那身着黑紫衣衫的邪魅男子從二進院子牆頭悄然飄下,紫色金紋靴踩在地上毫無聲音,黑紫衣衫後襟順下兩條紫金色後擺托曳在地上,迎着寒風快步走至二人身後,一雙白皙修長的手掌悄然搭在兩名女婢後心位置,那兩名女婢竟然無感覺,仍談笑着前行。

邪魅男子便如此托舉着二人後心走了十餘步,見兩人還未有所反應似是有些膩了,俊逸面孔出現在兩名女婢中間,黑紫雙唇微啓,手上結結實實搭在兩人身上,柔聲道:

“兩位姐姐。”

“啊?!”

兩名妙齡女婢聽聞聲音回頭看去,隻見一俊逸面孔離自己極近,不由得驚呼一聲,還未等說話,那陰邪男子邪魅一笑,雙手勁風驟然鼓蕩,陣陣勁風透過女婢前胸,在這粉色衣衫上炸出兩個拳頭大小的血窟窿,鮮血噴濺而出,染紅了那兩盤方才包好的元宵,兩具屍體緩緩倒在地上,數百顆血元宵四散滾落。

“出聲,就不美了。”

紫衣男子越過二人屍首進了後堂,輕柔嗓音再次響起。

三進院子東有一跨院,小院幽靜,一入院子便可見叢叢花草,可惜,如今春冬交接之際仍花草早已熬不住冬日枯萎殆盡了,花叢正對這一間正房,正房打理的極爲幹淨,一塵不沾,隐隐有脂粉香氣從房中傳出似是間女子閨房,紫衣男子望着那間女子閨房邪魅一笑,身形再度消失。

這俨然是間少女閨房,輕羅幔帳錦被暖裳,一妙齡女子正躺在幔帳中酣眠,瓊鼻輕動,陣陣溫熱香氣自少女口鼻之間噴湧而出,少女秀眉冷骨,膚白似雪又似凝脂美玉,朱唇輕啓似夢中去了瓊瑤仙池一般香甜軟膩,身着一襲白紗隴袍将少女身段襯托的淋漓極緻。

這溫暖閨房中不知從何處吹進一陣寒風,一聲極其細微的聲響起落的工夫,一身着黑紫衣衫的邪魅男人出現在閨房中,極其随意的坐在檀木方桌前,輕輕拾起一隻沾染女子唇上胭脂的茶盞放在口鼻之前,輕輕嗅着那少女芳香。

這陣寒風似是擾了少女仙夢,少女臻眉微蹙但仍未醒來,邪魅男子深深的嗅了一口茶盞上的女子脂粉,一雙紫胭勾勒出的丹鳳眼微微閉合,似是極其享受的長舒了口氣。

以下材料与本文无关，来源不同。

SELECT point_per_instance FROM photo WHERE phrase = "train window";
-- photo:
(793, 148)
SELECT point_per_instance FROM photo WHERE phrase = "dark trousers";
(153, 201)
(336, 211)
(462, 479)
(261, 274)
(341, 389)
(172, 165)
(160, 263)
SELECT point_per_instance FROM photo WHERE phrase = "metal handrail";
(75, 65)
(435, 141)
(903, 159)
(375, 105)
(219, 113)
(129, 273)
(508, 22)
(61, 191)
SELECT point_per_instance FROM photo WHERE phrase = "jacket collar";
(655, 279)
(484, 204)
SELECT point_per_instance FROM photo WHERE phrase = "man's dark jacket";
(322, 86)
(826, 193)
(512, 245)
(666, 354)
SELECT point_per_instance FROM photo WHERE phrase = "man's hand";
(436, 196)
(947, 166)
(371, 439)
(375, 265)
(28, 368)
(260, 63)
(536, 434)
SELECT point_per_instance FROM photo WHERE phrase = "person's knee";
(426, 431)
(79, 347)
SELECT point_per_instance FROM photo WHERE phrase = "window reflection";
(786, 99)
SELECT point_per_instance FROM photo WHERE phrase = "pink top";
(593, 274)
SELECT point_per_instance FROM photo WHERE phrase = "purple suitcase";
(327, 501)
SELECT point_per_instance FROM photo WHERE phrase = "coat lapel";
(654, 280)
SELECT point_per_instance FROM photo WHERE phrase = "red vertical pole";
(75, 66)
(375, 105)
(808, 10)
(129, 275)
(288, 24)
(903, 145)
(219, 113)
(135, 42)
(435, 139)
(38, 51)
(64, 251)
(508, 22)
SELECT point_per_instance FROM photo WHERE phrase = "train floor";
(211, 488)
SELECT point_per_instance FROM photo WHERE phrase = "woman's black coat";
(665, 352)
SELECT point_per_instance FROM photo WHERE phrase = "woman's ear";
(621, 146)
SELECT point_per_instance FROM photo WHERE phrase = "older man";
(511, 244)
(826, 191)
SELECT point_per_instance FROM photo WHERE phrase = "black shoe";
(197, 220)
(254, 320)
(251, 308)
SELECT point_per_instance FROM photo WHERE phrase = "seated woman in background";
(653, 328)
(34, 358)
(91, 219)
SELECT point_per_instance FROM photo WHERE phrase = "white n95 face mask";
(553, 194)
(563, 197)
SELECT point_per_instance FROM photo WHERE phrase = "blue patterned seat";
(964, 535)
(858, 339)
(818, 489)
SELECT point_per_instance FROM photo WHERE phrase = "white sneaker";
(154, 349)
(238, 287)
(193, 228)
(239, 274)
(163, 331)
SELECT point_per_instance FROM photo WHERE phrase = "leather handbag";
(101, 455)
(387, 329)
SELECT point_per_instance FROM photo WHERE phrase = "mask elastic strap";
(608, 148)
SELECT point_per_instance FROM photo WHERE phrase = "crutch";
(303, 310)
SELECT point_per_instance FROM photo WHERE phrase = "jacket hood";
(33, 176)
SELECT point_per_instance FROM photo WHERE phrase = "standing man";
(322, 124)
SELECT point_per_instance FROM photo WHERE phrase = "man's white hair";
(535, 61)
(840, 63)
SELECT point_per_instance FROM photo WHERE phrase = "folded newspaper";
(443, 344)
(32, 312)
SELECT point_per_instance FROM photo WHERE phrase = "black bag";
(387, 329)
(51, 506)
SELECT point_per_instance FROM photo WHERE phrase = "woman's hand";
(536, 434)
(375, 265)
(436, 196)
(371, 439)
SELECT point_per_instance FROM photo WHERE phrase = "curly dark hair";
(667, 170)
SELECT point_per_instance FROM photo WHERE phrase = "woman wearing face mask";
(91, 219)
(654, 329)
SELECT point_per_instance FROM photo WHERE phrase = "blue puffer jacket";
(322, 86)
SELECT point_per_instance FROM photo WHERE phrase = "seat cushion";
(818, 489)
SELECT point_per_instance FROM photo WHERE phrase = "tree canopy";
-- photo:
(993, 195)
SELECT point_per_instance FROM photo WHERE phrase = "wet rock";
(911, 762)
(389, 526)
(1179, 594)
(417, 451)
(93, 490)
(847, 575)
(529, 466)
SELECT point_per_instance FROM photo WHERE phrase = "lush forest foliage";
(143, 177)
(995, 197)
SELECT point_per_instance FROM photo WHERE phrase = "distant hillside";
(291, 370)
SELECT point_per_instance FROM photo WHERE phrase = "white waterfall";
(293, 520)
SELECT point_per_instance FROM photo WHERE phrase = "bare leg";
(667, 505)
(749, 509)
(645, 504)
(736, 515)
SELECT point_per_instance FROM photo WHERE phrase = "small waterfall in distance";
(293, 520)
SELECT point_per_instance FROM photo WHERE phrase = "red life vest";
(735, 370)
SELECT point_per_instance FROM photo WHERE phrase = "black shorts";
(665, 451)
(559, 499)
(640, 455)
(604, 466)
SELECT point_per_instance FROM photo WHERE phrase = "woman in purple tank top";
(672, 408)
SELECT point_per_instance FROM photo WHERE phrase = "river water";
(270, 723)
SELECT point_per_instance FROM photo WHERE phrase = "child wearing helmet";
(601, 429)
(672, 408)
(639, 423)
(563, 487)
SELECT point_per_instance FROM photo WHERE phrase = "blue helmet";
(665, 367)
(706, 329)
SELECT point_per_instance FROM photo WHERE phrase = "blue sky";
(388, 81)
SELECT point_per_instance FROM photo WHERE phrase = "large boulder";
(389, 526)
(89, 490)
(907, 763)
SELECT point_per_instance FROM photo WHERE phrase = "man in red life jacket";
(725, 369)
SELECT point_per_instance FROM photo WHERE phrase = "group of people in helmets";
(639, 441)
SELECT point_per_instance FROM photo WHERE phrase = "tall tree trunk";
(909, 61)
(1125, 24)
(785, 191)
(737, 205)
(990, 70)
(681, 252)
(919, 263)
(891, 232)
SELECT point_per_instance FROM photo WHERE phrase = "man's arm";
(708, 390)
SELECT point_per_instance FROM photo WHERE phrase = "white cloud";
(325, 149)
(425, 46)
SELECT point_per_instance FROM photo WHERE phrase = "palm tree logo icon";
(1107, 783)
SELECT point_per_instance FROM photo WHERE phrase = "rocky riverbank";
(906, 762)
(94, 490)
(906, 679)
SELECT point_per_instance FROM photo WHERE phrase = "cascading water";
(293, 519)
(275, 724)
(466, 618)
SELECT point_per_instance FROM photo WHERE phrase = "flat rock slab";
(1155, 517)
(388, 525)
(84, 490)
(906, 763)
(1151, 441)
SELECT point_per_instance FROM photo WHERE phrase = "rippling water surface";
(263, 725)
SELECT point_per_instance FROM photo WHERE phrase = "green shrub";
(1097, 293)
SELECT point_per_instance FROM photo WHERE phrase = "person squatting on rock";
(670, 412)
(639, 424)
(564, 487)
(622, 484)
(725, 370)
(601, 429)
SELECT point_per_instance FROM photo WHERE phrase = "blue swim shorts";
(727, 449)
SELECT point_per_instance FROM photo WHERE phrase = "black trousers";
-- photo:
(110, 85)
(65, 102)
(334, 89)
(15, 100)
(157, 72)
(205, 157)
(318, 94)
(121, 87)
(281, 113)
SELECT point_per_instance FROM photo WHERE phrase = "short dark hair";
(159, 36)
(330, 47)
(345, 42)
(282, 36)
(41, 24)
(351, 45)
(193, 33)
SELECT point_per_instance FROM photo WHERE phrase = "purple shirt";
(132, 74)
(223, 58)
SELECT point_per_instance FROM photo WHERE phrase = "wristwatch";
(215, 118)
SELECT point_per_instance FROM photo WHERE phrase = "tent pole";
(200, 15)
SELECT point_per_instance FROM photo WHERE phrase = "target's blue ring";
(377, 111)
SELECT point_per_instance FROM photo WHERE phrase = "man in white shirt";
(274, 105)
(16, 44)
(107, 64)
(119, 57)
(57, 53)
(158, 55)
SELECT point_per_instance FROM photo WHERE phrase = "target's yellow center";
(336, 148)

這呼氣聲算是将幔帳中的少女拖出了夢境,少女似夢似醒的嘤咛了一聲,悠悠醒轉過來,紫衣男人聽聞少女聲響俊逸臉上噙着笑意,一陣輕咳聲響徹閨房,方桌上的燭火陡然燃起,陣陣燈火将這閨房徹底照亮。

“誰?!”

少女猛然坐起,睡眼朦胧的望着那坐在房中的紫衣男子,一隻手剛想拉起錦被護在胸前,邪魅男人指尖輕晃,一陣勁力自指尖激蕩而出,落在落在少女胸前,少女似是被人封住穴道一般,動彈不得,全身上下唯有頭部尚可活動。

少女極爲恐慌顫聲說道:“你要幹什麽?!”

說完便要大喊呼救,紫衣男子身形微動,看不見如何動作便坐在女子床邊,與少女一尺之隔。

“出聲,就不美了。”

男人又說了一句方才在院中所說的言語,修長指頭輕輕點在少女耳後,一陣無力感從少女心頭升騰而起,聲音細弱蚊蠅,想喊都拿不出力氣。

邪魅男人将少女重新放平,一把掀去蓋在少女身上的錦被,一具僅着白紗隴袍的少女軀體漏出模樣,纖細腰肢白皙玉腿和那兩朵含苞待放的雛荷在白紗隴袍下若隐若現,少女臉龐似夕陽下的晚雲,绯紅點點。

少女嗓音細弱蚊蠅,哀求道:“我求你别,要多少錢我爹都會給你。”

“錢财,豈不是很無趣?”

紫衣男子邪魅一笑,一隻修長手掌緩緩搭上少女玉足,指尖輕輕劃過少女如玉般的肌膚。

少女臉上似是有火升騰一般,火紅轉瞬燃遍了少女雙頰,自雙頰起至耳後,全是绯紅片片,少女緊咬牙關不讓自己發出聲音。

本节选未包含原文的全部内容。